Fair-share Factor: The fair-share component to a job’s priority influences the order in which a user’s queued jobs are scheduled to run based on the portion of the computing resources they have been allocated and the resources their jobs have already consumed. The fair-share factor does not involve a fixed allotment, whereby a user’s access to a machine is cut off once that allotment is reached.
PriorityWeightFairshare: An unsigned integer that scales the contribution of the fair-share factor.
Job size Factor: The job size factor correlates to the number of nodes or CPUs the job has requested. This factor can be configured to favor larger jobs or smaller jobs based on the state of the PriorityFavorSmall boolean in the slurm.conf file.
PriorityWeightJobSize: An unsigned integer that scales the contribution of the job size factor.
Partition Factor: Each node partition can be assigned an integer priority. The larger the number, the greater the job priority will be for jobs that request to run in this partition. This priority value is then normalized to the highest priority of all the partitions to become the partition factor.

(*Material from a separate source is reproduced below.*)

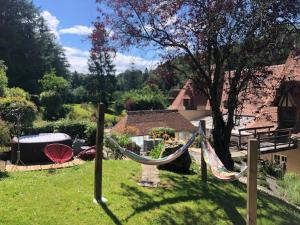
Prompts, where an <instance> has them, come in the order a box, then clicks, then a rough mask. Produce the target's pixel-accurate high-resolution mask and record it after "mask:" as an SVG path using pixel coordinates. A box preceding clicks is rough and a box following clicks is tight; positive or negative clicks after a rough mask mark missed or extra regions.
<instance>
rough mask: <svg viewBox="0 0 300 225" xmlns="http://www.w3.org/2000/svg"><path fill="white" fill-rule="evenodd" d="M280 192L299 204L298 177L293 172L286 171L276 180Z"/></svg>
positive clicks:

PriorityWeightPartition: An unsigned integer that scales the contribution of the partition factor.
QOS Factor: Each QOS can be assigned an integer priority. The larger the number, the greater the job priority will be for jobs that request this QOS. This priority value is then normalized to the highest priority of all the QOS’s to become the QOS factor.

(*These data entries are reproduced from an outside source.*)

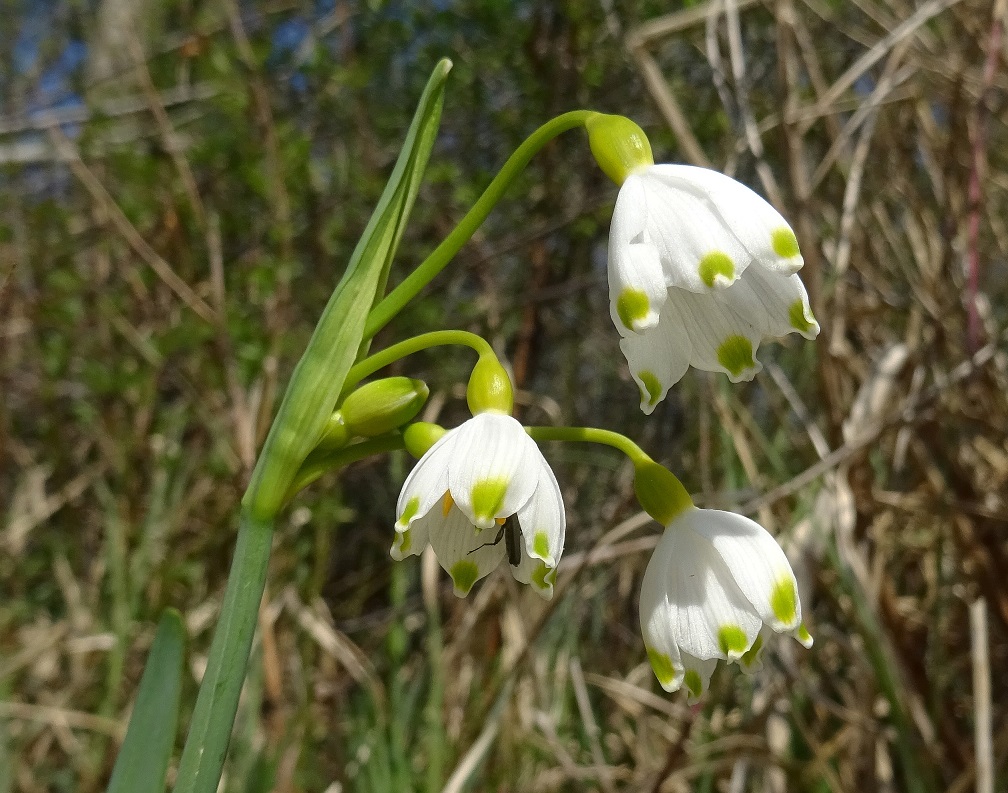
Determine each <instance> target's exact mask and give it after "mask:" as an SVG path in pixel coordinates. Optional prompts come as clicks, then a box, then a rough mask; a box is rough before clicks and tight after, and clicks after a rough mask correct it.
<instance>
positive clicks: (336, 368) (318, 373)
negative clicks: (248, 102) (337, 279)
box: [242, 58, 452, 520]
mask: <svg viewBox="0 0 1008 793" xmlns="http://www.w3.org/2000/svg"><path fill="white" fill-rule="evenodd" d="M451 68H452V61H451V60H448V59H447V58H446V59H443V60H442V61H440V62H438V63H437V65H436V68H435V69H434V71H433V74H432V75H431V76H430V80H429V81H428V82H427V86H426V88H425V89H424V91H423V95H422V96H421V97H420V103H419V105H418V106H417V108H416V113H415V114H414V116H413V121H412V124H410V127H409V132H408V133H407V135H406V140H405V142H404V143H403V145H402V151H401V152H400V153H399V159H398V160H397V161H396V163H395V168H394V169H393V171H392V175H391V177H389V180H388V184H386V186H385V190H384V192H383V193H382V196H381V200H380V201H379V202H378V206H377V208H375V211H374V214H373V215H372V216H371V220H370V221H369V222H368V226H367V228H366V229H365V230H364V235H363V236H362V237H361V240H360V242H359V243H358V244H357V248H356V249H355V250H354V253H353V256H351V258H350V264H349V265H348V266H347V270H346V272H345V273H344V275H343V278H342V279H341V280H340V283H339V284H338V285H337V287H336V290H335V291H334V292H333V296H332V297H331V298H330V300H329V304H328V305H327V306H326V310H325V311H323V315H322V318H321V319H320V320H319V324H318V325H316V329H314V334H312V336H311V340H310V341H309V342H308V346H307V349H305V351H304V355H303V356H302V357H301V360H300V362H299V363H298V364H297V367H296V369H294V373H293V375H292V376H291V378H290V383H289V384H288V386H287V391H286V393H285V394H284V397H283V401H282V402H281V404H280V409H279V411H278V412H277V415H276V419H275V420H274V421H273V425H272V427H271V428H270V431H269V435H268V437H267V438H266V442H265V444H264V446H263V449H262V452H261V453H260V455H259V461H258V462H257V464H256V469H255V471H254V472H253V474H252V482H251V483H250V485H249V489H248V491H247V492H246V494H245V498H244V500H243V502H242V503H243V506H244V507H245V509H247V510H249V511H250V513H251V515H252V516H253V517H254V518H255V519H256V520H269V519H270V518H272V517H273V516H274V515H275V514H276V512H277V510H279V508H280V506H281V504H282V503H283V497H284V494H285V493H286V492H287V488H288V487H289V485H290V482H291V480H292V479H293V477H294V475H295V474H296V473H297V470H298V468H299V467H300V465H301V462H303V461H304V458H305V457H306V456H307V454H308V452H309V451H310V450H311V449H312V448H313V447H314V445H316V443H317V441H318V440H319V436H320V434H321V433H322V431H323V429H324V427H325V426H326V422H327V421H328V420H329V417H330V415H331V414H332V412H333V409H334V408H335V407H336V400H337V398H338V397H339V395H340V391H341V389H342V388H343V382H344V379H345V378H346V376H347V371H348V370H349V369H350V367H351V365H352V364H353V363H354V361H355V360H356V359H357V355H358V351H359V350H360V348H361V342H362V340H363V338H364V323H365V320H366V319H367V315H368V312H369V311H370V310H371V307H372V305H374V303H375V301H376V299H377V298H378V296H379V292H383V291H384V288H385V281H386V280H387V278H388V272H389V268H390V267H391V264H392V259H393V257H394V256H395V251H396V248H397V247H398V245H399V240H400V239H401V238H402V232H403V230H404V228H405V226H406V220H407V218H408V217H409V211H410V210H411V209H412V206H413V202H414V200H415V199H416V191H417V189H418V188H419V185H420V180H421V178H422V176H423V171H424V169H425V168H426V164H427V159H428V158H429V156H430V149H431V147H432V146H433V142H434V138H435V136H436V134H437V127H438V124H439V122H440V110H442V104H443V101H444V95H445V79H446V77H447V76H448V73H449V70H451Z"/></svg>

PriorityWeightQOS: An unsigned integer that scales the contribution of the quality of service factor.
For Submitting the job
Launches a Parallel job on Param pravega -srun
Ex: srun -Nx -p debug –pty /bin/bash
Launches an Open MPI jobs on Param pravega – mpirun
Ex: mpirun -np 1056 ./main.out > output.txt
Launches an MPI job using the Hydra process manager – mpiexec.hydra
Ex : mpiexec.hydra -np 1040 ./main.out > output.txt
Partition Name | Srun command (x=number of nodes) | Sbatch command (x=number of nodes) | Script |
DEBUG | srun -Nx -p debug –pty /bin/bash | sbatch -Nx -p debug samplescript.sh | #SBATCH –partition=debug |
SMALL | srun -Nx -p small –pty /bin/bash | sbatch -Nx -p small samplescript.sh | #SBATCH –partition=small |
MEDIUM | srun -Nx -p medium –pty /bin/bash | sbatch -Nx -p medium samplescript.sh | #SBATCH –partition=medium |
LARGE | srun -Nx -p large –pty /bin/bash | sbatch -Nx -p large samplescript.sh | #SBATCH –partition=large |
GPUSINGLENODE | srun -Nx –gres=gpu:2 -p gpusinglenode –pty /bin/bash | sbatch –Nx –gres=gpu:2 -p gpusinglenode samplescript.sh | #SBATCH –partition=gpusinglenode #SBATCH –gres=gpu:number of gpu |
GPUMULTINODE | srun -Nx –gres=gpu:2 -p gpmultinode –pty /bin/bash | sbatch –Nx –gres=gpu:2 -p gpumultinode samplescript.sh | #SBATCH –partition= gpumultinode #SBATCH –gres=gpu:number of gpu |
NOTE: For gpu partition use –gres=gpu:number of gpu
For Submitting a job with High Priority***
To submit the jobs in high priority user need to add “#SBATCH -A (high priority account name)” in the job script.